I pulled into an icy spot next to the curb, just off the main street, where I parked.  Sliding out of the driver’s seat and onto a thick patch of ice, I shuffled my way onto the curb and up the sidewalk, muttering to myself that it was surely just someone’s abandoned possessions.  As I made my way along the sidewalk, I very quickly came upon debris strewn from the doorway toward the street – old food packages and plastic bottles, some unknown individual’s old Christmas family photo, and so forth.

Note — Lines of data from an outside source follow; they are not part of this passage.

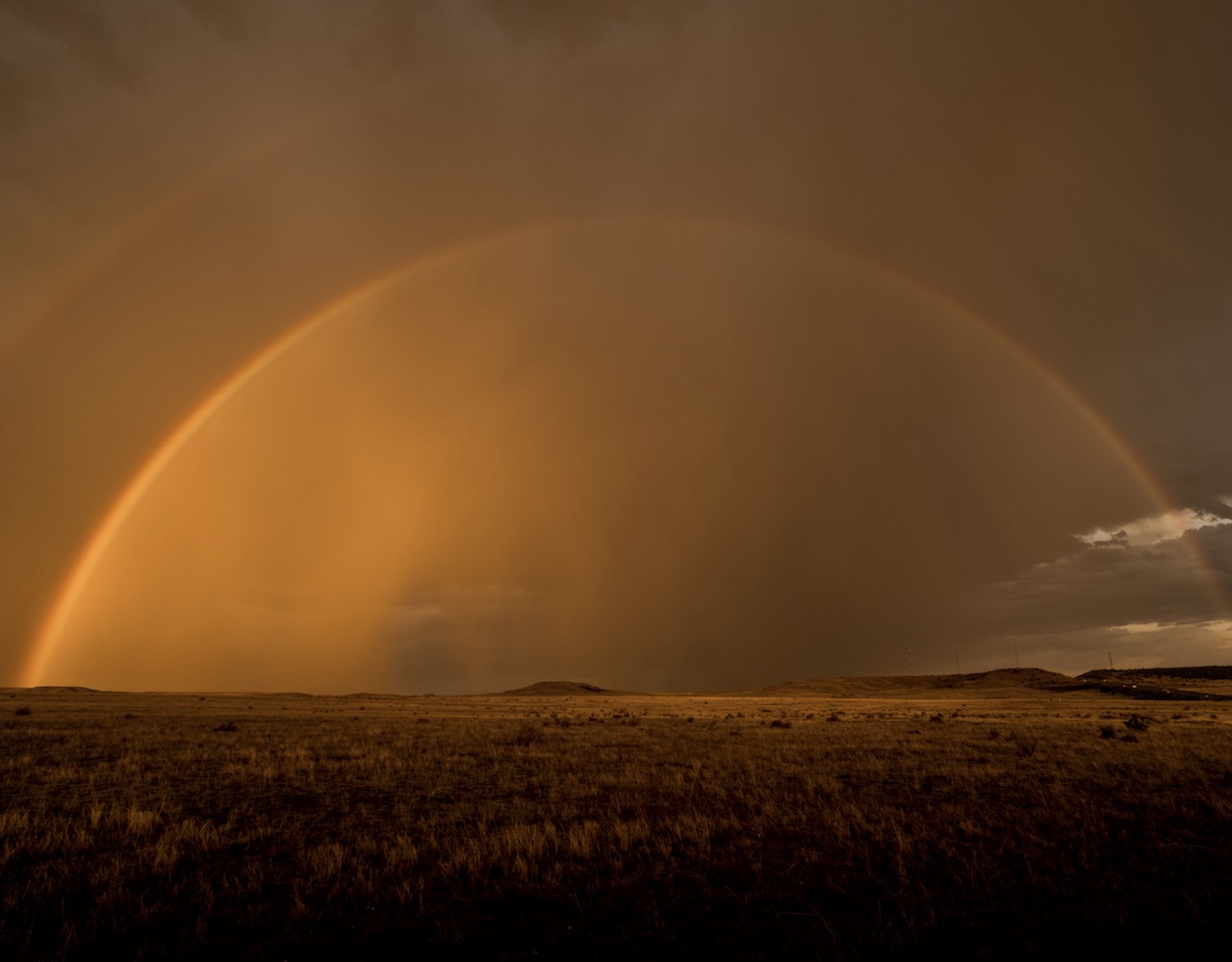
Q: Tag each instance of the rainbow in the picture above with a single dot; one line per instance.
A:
(135, 492)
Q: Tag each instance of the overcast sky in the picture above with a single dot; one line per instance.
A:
(452, 346)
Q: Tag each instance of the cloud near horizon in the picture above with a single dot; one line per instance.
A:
(706, 343)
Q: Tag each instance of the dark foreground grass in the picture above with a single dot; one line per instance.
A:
(284, 826)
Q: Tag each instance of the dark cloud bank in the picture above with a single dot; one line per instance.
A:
(721, 425)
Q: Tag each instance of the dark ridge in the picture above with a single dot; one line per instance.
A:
(1208, 672)
(561, 688)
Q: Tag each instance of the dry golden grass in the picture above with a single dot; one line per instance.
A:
(756, 826)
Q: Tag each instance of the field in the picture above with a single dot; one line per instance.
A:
(997, 816)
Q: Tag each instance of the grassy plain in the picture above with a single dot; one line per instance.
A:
(849, 820)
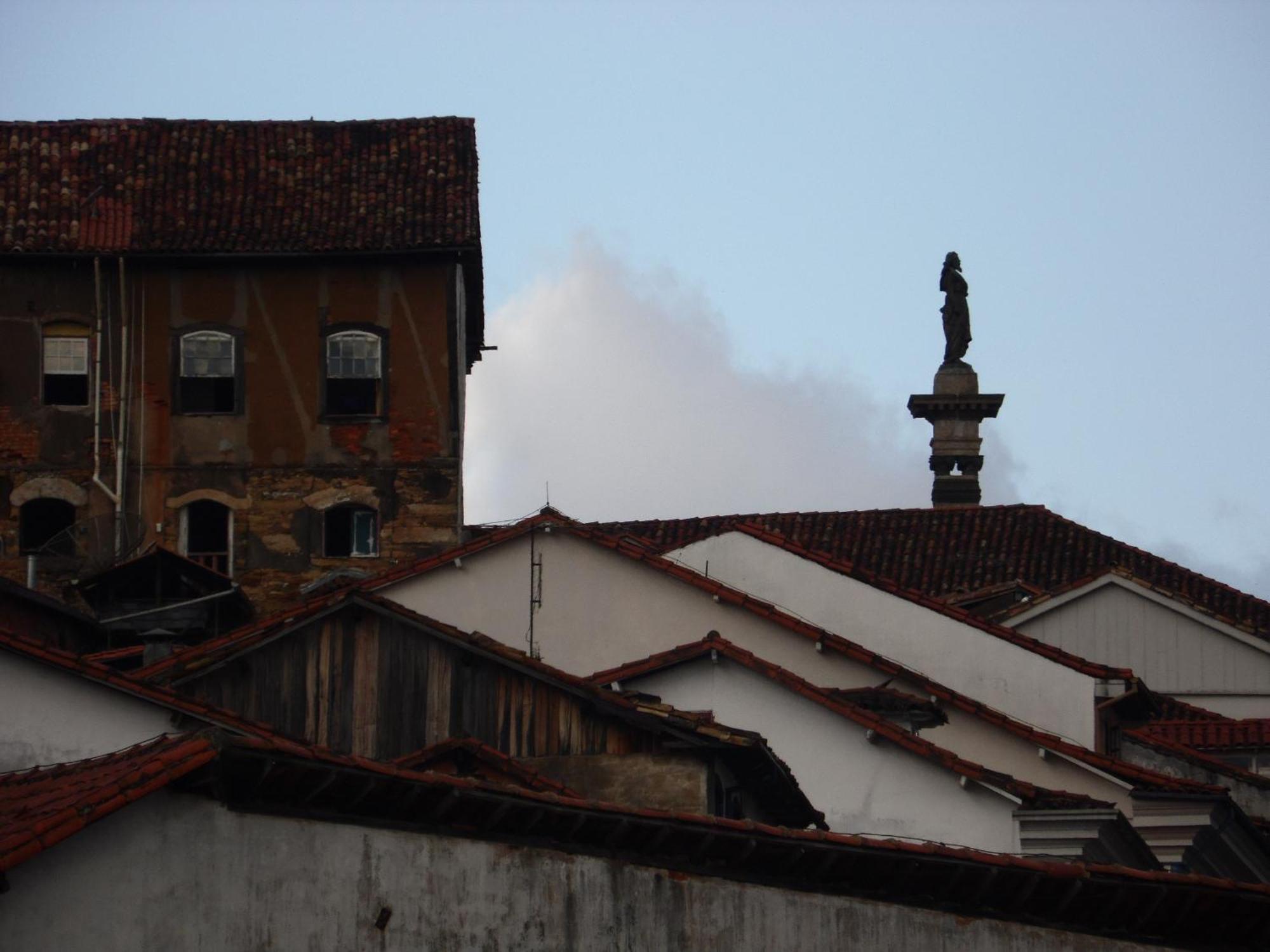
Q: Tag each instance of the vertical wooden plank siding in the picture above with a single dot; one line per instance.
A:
(366, 687)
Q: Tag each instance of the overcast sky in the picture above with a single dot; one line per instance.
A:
(713, 235)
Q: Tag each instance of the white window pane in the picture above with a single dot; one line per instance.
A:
(208, 354)
(354, 355)
(67, 356)
(364, 534)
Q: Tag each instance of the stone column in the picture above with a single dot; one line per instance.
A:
(956, 411)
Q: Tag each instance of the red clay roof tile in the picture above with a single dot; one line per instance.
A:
(180, 186)
(944, 553)
(44, 807)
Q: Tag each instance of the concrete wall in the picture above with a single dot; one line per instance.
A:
(1172, 648)
(49, 717)
(1004, 676)
(181, 873)
(871, 789)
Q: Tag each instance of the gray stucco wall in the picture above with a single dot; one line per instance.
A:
(182, 873)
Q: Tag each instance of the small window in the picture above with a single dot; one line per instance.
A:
(43, 522)
(208, 383)
(206, 532)
(65, 381)
(351, 531)
(354, 375)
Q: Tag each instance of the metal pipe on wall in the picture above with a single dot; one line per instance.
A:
(121, 446)
(97, 385)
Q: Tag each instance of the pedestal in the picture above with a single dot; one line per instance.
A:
(956, 409)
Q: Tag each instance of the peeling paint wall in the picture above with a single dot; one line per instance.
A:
(177, 871)
(280, 447)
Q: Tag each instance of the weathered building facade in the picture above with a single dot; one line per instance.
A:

I came upon the figure, and hovered for just a split second over the pale blue woolen blanket – one of those with the satin ribbon along the top edge.  I must have stepped on the ice, becuase when it gave a cracking sound, the lumpy blanketed figure emerged, eager to find the source of this sound so close to him.

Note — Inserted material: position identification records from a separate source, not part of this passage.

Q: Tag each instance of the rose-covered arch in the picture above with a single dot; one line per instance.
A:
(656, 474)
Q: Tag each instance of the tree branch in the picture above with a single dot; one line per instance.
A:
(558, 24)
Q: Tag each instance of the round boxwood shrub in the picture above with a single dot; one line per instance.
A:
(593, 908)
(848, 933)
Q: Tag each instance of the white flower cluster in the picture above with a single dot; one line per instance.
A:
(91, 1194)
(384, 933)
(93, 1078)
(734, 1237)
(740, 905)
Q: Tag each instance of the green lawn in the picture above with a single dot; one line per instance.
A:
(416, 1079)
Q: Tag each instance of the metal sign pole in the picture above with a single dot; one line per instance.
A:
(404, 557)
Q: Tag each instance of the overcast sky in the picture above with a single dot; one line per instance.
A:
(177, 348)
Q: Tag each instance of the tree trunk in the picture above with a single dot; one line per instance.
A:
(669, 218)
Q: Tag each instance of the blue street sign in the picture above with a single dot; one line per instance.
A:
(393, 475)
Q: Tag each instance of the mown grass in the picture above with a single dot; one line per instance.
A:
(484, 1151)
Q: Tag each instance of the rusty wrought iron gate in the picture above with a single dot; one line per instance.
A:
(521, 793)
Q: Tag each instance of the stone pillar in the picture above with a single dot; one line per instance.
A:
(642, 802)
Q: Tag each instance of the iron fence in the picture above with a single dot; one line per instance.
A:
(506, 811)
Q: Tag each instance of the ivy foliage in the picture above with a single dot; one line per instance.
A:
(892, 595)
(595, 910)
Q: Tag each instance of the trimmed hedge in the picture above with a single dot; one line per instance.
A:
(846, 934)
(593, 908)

I quickly turned and walked the other direction, and gave a glance as if I’d only been passing.  He was a white man, maybe in his 30s, with reddish blonde hair and beard.  He covered up and went back on about his business, whatever it was.

I felt relieved, as I’d already played out the ensuing 911 call and anonymous “tip,” and so forth.  But, as I drove away back to my safe, spacious, warm loft, I felt bad, and thought I should have asked him if he was okay, would like to go to a shelter, or if he’d eaten.  My only consolation to myself was that I’d thought to stop at all.  Most people would be all too happy to avoid ever having to talk to “one of those people.”

From an article about the current “super freeze.”

A Dallas Police Crisis Intervention worker found two homeless people under ice-covered blankets, leaves and trash in a wooded area in south Dallas Wednesday morning, said Ron Cowart, manager of the unit. One had ice crystals in her hair. He convinced them to go to a shelter.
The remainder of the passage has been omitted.